Dans l’est de la République démocratique du Congo, le conflit qui perdure malgré les pourparlers de paix a pris un nouveau tournant dramatique, les civils étant désormais frappés depuis les airs par des drones, loin de la ligne de front.
La région est en proie à des violences depuis plus de 30 ans, mais les combats se sont intensifiés début 2025 lorsque les combattants du M23, soutenus par le Rwanda, se sont emparés des villes clés de Goma et Bukavu, submergant les forces congolaises.
La semaine dernière, une attaque de drone a blessé au moins 25 civils à Mushaki, une zone agricole située à environ 40 kilomètres de Goma, désormais sous le contrôle du M23, selon des sources humanitaires.
Les blessés, parmi lesquels figurait une fillette de deux ans, ont été transportés à l’hôpital de Ndosho, dans la ville, soutenu par le Comité international de la Croix-Rouge.
Des témoins ont déclaré à l’AFP que la frappe avait touché un marché.
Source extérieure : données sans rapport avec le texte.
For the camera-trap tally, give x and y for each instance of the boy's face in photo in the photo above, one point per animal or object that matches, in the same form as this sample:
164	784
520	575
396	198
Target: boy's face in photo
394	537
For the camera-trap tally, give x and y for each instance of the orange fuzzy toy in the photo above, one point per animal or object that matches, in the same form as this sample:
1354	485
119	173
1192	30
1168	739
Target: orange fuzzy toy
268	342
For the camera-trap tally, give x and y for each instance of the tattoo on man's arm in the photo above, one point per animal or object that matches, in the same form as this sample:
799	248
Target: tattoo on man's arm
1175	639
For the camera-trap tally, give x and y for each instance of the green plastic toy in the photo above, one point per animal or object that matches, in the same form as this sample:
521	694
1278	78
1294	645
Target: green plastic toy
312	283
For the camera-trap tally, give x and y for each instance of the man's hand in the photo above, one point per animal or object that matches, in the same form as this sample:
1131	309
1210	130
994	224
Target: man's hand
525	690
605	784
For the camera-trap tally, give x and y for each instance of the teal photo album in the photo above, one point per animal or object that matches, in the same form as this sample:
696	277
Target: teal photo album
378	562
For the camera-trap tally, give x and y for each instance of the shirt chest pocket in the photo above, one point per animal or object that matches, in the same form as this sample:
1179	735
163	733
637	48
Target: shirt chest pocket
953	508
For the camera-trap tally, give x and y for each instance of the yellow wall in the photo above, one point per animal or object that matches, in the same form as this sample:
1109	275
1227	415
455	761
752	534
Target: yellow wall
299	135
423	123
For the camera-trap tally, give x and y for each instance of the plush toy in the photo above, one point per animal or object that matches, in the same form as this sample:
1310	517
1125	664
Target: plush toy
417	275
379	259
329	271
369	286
Beaucoup ont indiqué qu’ils vaquaient à leurs occupations quotidiennes, loin de toute zone de combat.
« Je revenais du champs et me rendais au marché quand j’ai entendu une explosion », a déclaré Jean-Claude Tusenge, père de six enfants.
Il a raconté s’être évanoui après avoir été touché à l’estomac.
Germaine, 21 ans, blessée à la cuisse, se souvient également avoir vu des gens courir dans toutes les directions.
Elle craint désormais de retourner au marché, de peur qu’un drone ne frappe à nouveau sans avertissement.
Un enfant blessé
À l’hôpital de Ndosho, le chirurgien Amadou Soumah Sekou a décrit les blessures causées par la frappe de Mushaki.
« Certains patients présentaient des blessures abdominales, d’autres des blessures à la poitrine, au cou, à la tête et aux membres », a-t-il déclaré.
« J’ai entendu l’explosion d’une bombe. Quand je me suis retournée, j’ai vu que ma fille était blessée », raconte Espérance Amani, dont l’enfant de deux ans a été touché.
Les médecins n’ont pas encore pu retirer tous les éclats d’obus de son corps.
Malgré l’accord de paix fragile entre la RDC et le Rwanda, conclu en décembre sous la médiation des États-Unis, les combats se poursuivent.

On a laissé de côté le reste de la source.